Freihandel tötet

Stefan Meretz über den Zusammenhang von Freihandelszone und Klimaveränderungen

  • Lesedauer: 3 Min.

Das geplante Abkommen über eine transatlantische Freihandelszone TTIP wird vorbereitet. Der UN-Klimarat IPCC legte einen weiteren Teilbericht über die Folgen der Klimaveränderungen vor. Was hat beides miteinander zu tun?

Freihandel bedeutet, staatliche Eingriffe und Regeln zu minimieren. Alles, was den Handel bremst, seien Hemmnisse, die abgeschafft gehörten. Im Falle des TTIP sollen jeweils die niedrigsten Standards für Arbeitsschutz, Lebensmittelqualität, Bankenaufsicht etc. gelten. Viele befürchten, dass mit dem TTIP Chlor-Hühner, Gen-Lebensmittel und Fracking auch in Europa Einzug halten, während in den USA lasche EU-Bankenregeln die schärferen US-Vorschriften ersetzen könnten. Waren sollen schneller hin und her fließen. Die Begründung lautet gebetsmühlenartig: Wachstum, Wohlstand, Arbeitsplätze.

Nach dem neuen Teilbericht des UN-Klimarats häufen sich die Dürre- und Hitzeperioden, Unwetter werden verheerender, die Ozeane versauern - mit erheblichen negativen Folgen für die Welternährung. Eine zentrale Rolle spielen dabei die Treibhausgas-Emissionen. Vom ursprünglichen Ziel, den CO2-Ausstoß um 25 Prozent gegenüber dem Stand von 1990 zu senken, ist die Weltgemeinschaft weit entfernt. 2013 wurde ein neuer Rekordwert erzielt, der 2,1 Prozent über dem des Vorjahres lag. Im Vergleich zu 1990 sind die Emissionen um 61 Prozent gestiegen. Dabei wäre die Reduktion auf einen Stand unter dem von 1990 dringend erforderlich, um den globalen Temperaturanstieg auf 2 ° C zu begrenzen. Geht es weiter wie bisher, dann landen wir bei rund 4 ° C Zunahme bis zum Jahr 2100.

Obwohl vielfach ignoriert, stehen beide Prozesse - Freihandel und Klimaerwärmung - in direkter Verbindung zueinander. Mehr Handel und Wachstum bedeuten höheren Energie- und Ressourcenverbrauch und damit mehr Treibhausgas-Emissionen. Diese treiben den zu erwartenden Temperaturanstieg nach oben, und bereits jetzt können wir eine Zunahme der Intensität von Unwettern beobachten, von denen immer mehr Menschen betroffen sind. Doch das sind nur die zarten Anfänge. Steigt erst der Meeresspiegel, werden Millionen Menschen ihre Existenzgrundlagen verlieren. Die Länder des globalen Südens sind davon besonders betroffen. Freihandel tötet - auf lange Sicht.
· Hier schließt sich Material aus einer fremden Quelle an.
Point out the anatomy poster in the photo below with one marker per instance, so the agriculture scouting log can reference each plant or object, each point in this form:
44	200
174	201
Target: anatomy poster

Trotzdem ist die Ideologie des Wachstums ungebrochen. Sie kommt inzwischen als »Green New Deal« im grünen Kleid daher. Neue Technologien sollen Energie sparen. Doch nur auf den Verbrauch zu schauen, verkennt das Problem, denn die Herstellung neuer, sparsamerer Geräte verschlingt ein Vielfaches der eingesparten Energie und Ressourcen - ein Bumerang-Effekt. Das ist auch logisch, muss doch der Kapitalismus stets wachsen, um zu überleben. Fehlendes Wachstum hat einen Namen: Krise. Paradoxerweise waren es einzig Krisen, die gut für die Umwelt waren: Nur dann gingen etwa die CO2-Emissionen zurück. Die sozialen Folgen waren und sind allerdings verheerend.

Ein System, dessen Optionen nur Pest oder Cholera, nur Umweltkatastrophe oder Sozialkatastrophe lauten, ist nicht reformierbar. Es ist allerdings auch nicht von heute auf morgen abschaffbar, sondern wir brauchen eine Strategie der geordneten Abwicklung des Kapitalismus bei gleichzeitigem Aufbau neuer resilienter Überlebens- und Produktionsstrukturen.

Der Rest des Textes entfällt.